Melissa Styles grew up in Bristol, CT with an infatuation for hair. As she puts it, “when I was young my mom always took me to beautiful hair salons; she always paid top dollar for her hair. My parents shopped with coupons constantly but my mother’s priority was always to look good because she knew a good haircut would last through the months.”
Styles began her career in high school, working for her friend’s mother’s shop as an assistant. While there, she worked reception and enjoyed interacting with clients and discovered the pseudo life-changing feeling that comes from getting a new look and style. As her career continued on, Styles began building a list of clients who followed her for eleven years now, traveling with her from shop-to-shop until finally settling at her location in Walnut Beach.
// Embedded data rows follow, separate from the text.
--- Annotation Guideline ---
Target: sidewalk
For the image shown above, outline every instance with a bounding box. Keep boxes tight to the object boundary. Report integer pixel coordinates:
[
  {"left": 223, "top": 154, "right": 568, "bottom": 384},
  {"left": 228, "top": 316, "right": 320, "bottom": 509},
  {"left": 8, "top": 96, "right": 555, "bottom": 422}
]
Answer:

Her career began to expand shortly after opening up her shop in Milford when she met celebrity stylist Laurent Dufourg. With a client list including Sharon Stone, Gwyneth Paltrow and the late Anna Nicole Smith, Dufourg took note of Styles’ work and began hiring her to assist him on runway shows and editorial fashion shoots. Styles then became a part of Dufourg’s Privè runway team and started to work fashion shows for designers such as Berenik, Son Jung Wan, Claire Pettibone and most recently celebrity dress designer Romona Keveza, who has worked with Taylor Swift, Kelly Clarkson and Arianna Grande among others. Styles’ role on the teams has been to accurately and perfectly re-create and execute the hairstyles that the lead designers would create. In Styles’ words, “I was always a train ride away from my dreams and now I finally took that leap. I think what more people need to do is bust outside the box and think that they can make it.”
Along with Styles’ burgeoning style career, she and her fiancé Arun Ranganathan have began to branch out into other areas to expand their brand. After watching the fashion and style at runway shows, Styles began to notice what the models were wearing when they showed up to shoots and shows and along with her fiancé created Jenky Gems, curating and collecting vintage clothing from estate sales and clients. Along with dressing and styling her clients, Jenky Gems also does pop up shows in Brooklyn, Providence and Nashville.
Regardless of where her career takes her, Styles relishes her shop in Milford, calling it “a huge relief for me.” “I love to come back here, I love to be with my clients and I love to be able to make them feel just as good as those models feel when they see pictures of themselves on the runway.” Styles also has great faith in the Walnut Beach scene, commenting on businesses such as Artfish 42 and the upcoming Fig Cooking School. “It is a pleasure be here and to be around happy people, artsy people; you know, the misfits,” said Styles. “This is where everybody can come and feel loved and appreciated and I really am thankful to be in this neighborhood.”